Bases: pymcr.constraints.Constraint

Samples that sum-to-zero across axis are replaced with a vector of 0’s except for a 1 at feature if a single value. In a concentration context, e.g., samples with no concentration are replaced with 100% concentration of a set feature. If multiple features given, equal amounts of each feature (summing to 1) are used.

Parameters
  • axis (int) – Which axis of input matrix A to apply normalization acorss.

  • feature (int, list, tuple) –

    Set all samples which sum-to-zero across axis to fval for a particular

    feature (or fractional) for multiple features.

  • fval (float) – Value of summation across axis of replacement vector.

  • copy (bool) – Make copy of input data, A; otherwise, overwrite (if mutable)

_abc_impl = <_abc_data object>
transform(A)[source]

Apply constraint

class pymcr.constraints.ConstraintPlanarize(target, shape, use_vals_above=None, use_vals_below=None, lims_to_plane=True, scaler=None, recalc_scaler=False, copy=False)[source]

Bases: pymcr.constraints.Constraint

Set a particular target to a plane

Parameters
  • target (int, list, tuple) – Target numbers to set to a fitted plane

  • shape (tuple, list) – Shape of array (M,N) which is (Y,X)

  • use_vals_above (float) – Only calculate based on values above (not including)

  • use_vals_below (float) – Only calculate based on values below (not including)

  • lims_to_plane (bool) – The returned plane will be limited to the range of the optionally supplied use_vals_below, use_vals above.

  • scaler (float) – A large value that is much bigger than any values in the input array. Needed to ensure SVD properly creates plane. If None, auto-calculates.

  • recalc_scaler (bool) – Auto-calculate for every new input (does not use previously provided or calculated value)

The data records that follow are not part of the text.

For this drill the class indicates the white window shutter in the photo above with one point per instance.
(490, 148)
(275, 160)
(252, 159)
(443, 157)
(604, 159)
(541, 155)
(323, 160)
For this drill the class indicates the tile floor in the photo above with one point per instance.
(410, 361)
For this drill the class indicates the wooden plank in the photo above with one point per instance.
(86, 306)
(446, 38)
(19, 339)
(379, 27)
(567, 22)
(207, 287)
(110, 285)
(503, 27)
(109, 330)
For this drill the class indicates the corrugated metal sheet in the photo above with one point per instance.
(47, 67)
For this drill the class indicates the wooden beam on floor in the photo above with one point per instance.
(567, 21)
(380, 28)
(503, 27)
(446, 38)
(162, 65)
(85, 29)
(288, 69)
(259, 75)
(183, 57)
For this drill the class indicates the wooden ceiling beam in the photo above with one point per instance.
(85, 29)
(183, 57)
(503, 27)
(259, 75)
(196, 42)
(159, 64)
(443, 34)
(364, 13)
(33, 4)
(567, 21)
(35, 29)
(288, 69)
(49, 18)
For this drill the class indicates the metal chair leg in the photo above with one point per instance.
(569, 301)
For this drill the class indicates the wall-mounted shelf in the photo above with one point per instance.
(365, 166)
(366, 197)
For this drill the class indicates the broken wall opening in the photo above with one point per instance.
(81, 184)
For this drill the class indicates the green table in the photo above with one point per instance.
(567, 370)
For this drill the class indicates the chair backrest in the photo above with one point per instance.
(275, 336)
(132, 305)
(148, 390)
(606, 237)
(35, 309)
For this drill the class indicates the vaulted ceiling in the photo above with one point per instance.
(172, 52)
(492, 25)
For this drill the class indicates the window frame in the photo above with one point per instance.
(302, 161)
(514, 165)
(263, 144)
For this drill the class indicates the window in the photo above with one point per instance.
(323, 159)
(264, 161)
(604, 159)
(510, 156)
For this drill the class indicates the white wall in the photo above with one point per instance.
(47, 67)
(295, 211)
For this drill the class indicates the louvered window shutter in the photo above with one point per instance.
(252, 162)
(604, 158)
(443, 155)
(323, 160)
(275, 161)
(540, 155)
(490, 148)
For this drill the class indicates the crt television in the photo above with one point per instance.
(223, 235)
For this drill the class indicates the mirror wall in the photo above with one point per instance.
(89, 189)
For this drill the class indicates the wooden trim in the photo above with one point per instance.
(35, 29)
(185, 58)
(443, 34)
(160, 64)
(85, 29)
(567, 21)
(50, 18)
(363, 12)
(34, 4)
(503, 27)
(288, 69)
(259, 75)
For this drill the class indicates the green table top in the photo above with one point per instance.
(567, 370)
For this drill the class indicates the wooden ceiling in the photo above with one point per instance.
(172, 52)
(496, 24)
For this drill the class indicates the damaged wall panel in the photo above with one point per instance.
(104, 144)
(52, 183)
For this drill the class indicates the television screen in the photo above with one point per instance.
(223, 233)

  • copy (bool) – Make copy of input data, A; otherwise, overwrite (if mutable)

Notes

  • This uses an SVD to calculate the vector normal to the plane that fits the input data. It assumes that the 3rd singular vector is the normal; thus, the x and y vectors for the data need be larger than the variance of the input data. Scaler enables this by scaling the auto-generated x and y vectors to be much larger than the max-min of the input data

_abc_impl = <_abc_data object>
_setup_xy(scaler)[source]
transform(A)[source]

Set targets, t, to fit planes

pymcr.mcr module

MCR Main Class for Computation

class pymcr.mcr.McrAR(c_regr=<pymcr.regressors.OLS object>, st_regr=<pymcr.regressors.OLS object>, c_fit_kwargs={}, st_fit_kwargs={}, c_constraints=[<pymcr.constraints.ConstraintNonneg object>], st_constraints=[<pymcr.constraints.ConstraintNonneg object>], max_iter=50, err_fcn=<function mse>, tol_increase=0.0, tol_n_increase=10, tol_err_change=None, tol_n_above_min=10)[source]

Bases: object

Multivariate Curve Resolution - Alternating Regression

D = CS^T

Parameters
  • c_regr (str, class) – Instantiated regression class (or string, see Notes) for calculating the C matrix

  • st_regr (str, class) – Instantiated regression class (or string, see Notes) for calculating the S^T matrix

  • c_fit_kwargs (dict) – kwargs sent to c_regr.fit method

  • st_fit_kwargs (dict) – kwargs sent to st_regr.fit method

  • c_constraints (list) – List of constraints applied to calculation of C matrix

  • st_constraints (list) – List of constraints applied to calculation of S^T matrix

  • max_iter (int) – Maximum number of iterations. One iteration calculates both C and S^T

  • err_fcn (function) – Function to calculate error/differences after each least squares calculation (ie twice per iteration). Outputs to err attribute.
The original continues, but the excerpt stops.